Brad Mehldau
Nuits de Fourvière, Lyon, le 23 juin 2024
Bra(d)vo l’artiste
Quand les musicien·nes avancent en âge et en carrière, les discographies deviennent souvent moins intéressantes. C’est peut-être que les pics d’originalité ne peuvent naître que d’instabilité, ou qu’il existe une quantité limitée de ce qu’un même individu ou collectif peut inventer. Mais avec le temps, la technique s’installe et si on parvient à se concentrer dessus, alors quel plaisir.
Brad Mehldau est à l’aise en ce moment. Il travaille beaucoup en solo, travaille sur des bandes originales, varie les formats, et se fait confiance. Ses deux albums publiés en printemps, dans lesquels il joue, reprend, se laisse guider par le fil de l’agréable sur le chemin de Bach et Fauré, en sont le témoignage le plus évident.
Lui laisser champ libre, sans personne pour le contraindre, dans un concert de 70min à 90min, il faut le dire, c’était un magnifique spectacle. Quand s’arrêtera le morceau ? Personne ne le sait, pas même lui. À quel point va-t-il reprendre son travail en studio ? Personne ne lui en tiendra rigueur.
Dans le magnifique contexte des Nuits de Fourvière, perché sur la religieuse colline lyonnaise, il a accompagné le coucher du soleil en offrant son regard désormais bien connu sur le légendaire groupe anglais, The Beatles.
Et si ce n’est donc pas son travail le plus innovant et le plus expérimental, il n’en reste pas moins qu’il a rarement autant semblé honnête avec son public. Discret, sobre, sans un mot pour nous – mais pas sans attention – il a enchaîné une dizaine de morceaux, puis a cédé à nos requêtes pour enchaîner un, puis deux, puis quatre rappels. Si le cadre avait été plus autonome, certain·es d’entre nous y auraient probablement passé la nuit.
Collection de scarabées
En ne modifiant pas ce format du piano solo, les risques de redites avec un disque comme Your Mother Should Know : Brad Mehldau plays The Beatles sont importants. Mais ce n’est pas ce qu’il avait préparé, et on a eu droit à plusieurs titres qui n’étaient pas présents sur l’album. Ce fut le cas de « Mother Nature’s Son » et « Deer Prudence », repiqués sur Largo, un album en trio paru en 2002, ou de « And I Love Her », qu’il avait déjà beaucoup jouée et enregistrée en 2019 pour la bande originale du film d’Yvan Attal, Mon Chien Stupide.

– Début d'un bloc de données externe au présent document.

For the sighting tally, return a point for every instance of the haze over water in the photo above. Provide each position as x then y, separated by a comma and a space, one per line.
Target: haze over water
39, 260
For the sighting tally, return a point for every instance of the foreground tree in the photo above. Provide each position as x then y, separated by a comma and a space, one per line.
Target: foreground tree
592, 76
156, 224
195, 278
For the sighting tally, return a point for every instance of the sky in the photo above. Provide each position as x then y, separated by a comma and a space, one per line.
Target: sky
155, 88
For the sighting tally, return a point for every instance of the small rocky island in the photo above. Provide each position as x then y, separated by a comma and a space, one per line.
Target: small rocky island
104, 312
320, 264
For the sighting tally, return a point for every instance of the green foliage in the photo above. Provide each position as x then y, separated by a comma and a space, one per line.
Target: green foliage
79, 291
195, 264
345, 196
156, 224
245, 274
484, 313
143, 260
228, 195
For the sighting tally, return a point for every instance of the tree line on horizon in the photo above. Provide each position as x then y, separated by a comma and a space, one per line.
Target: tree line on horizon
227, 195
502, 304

Pour le reste, des versions assez différentes de celles présentées sur le disque, avec un très long et très ragtime « I Saw Her Standing There », et une interprétation absolument merveilleuse de « For No One », cette ballade déjà jouée au piano sur Revolver en 1966.
Le live de Brad Mehldau permet alors de relire le disque, lui-même enregistré en public, et qui n’apparaît plus que comme une des versions possibles de ses itérations dans la discographie des Beatles, et pas comme un travail figé à jamais.
Un cadre dispensable
Sur un point d’appréciation peut-être plus subjectif, on notera quelque chose d’un peu « tout ça pour ça » dans les Nuits de Fourvière. Sur une petite scène à taille humaine (il y en a une réservée pour les gros événements du mois de juin), la soirée de festival n’a pas su se départir d’une atmosphère guindée, et pas franchement agréable. Un accueil à l’entrée froid et pressant, une installation pas du tout libre sur un « placement libre », dans laquelle on se sent poussée par les équipes sans que personne comprenne vraiment pourquoi on se prend la tête à ne pas laisser les gens s’installer où ils et elles veulent, etc. Avec un prix pareil (45€), on ne peut pas dire que le festival puisse rivaliser avec Jazz à Vienne, pour prendre un cadre et une proposition similaire.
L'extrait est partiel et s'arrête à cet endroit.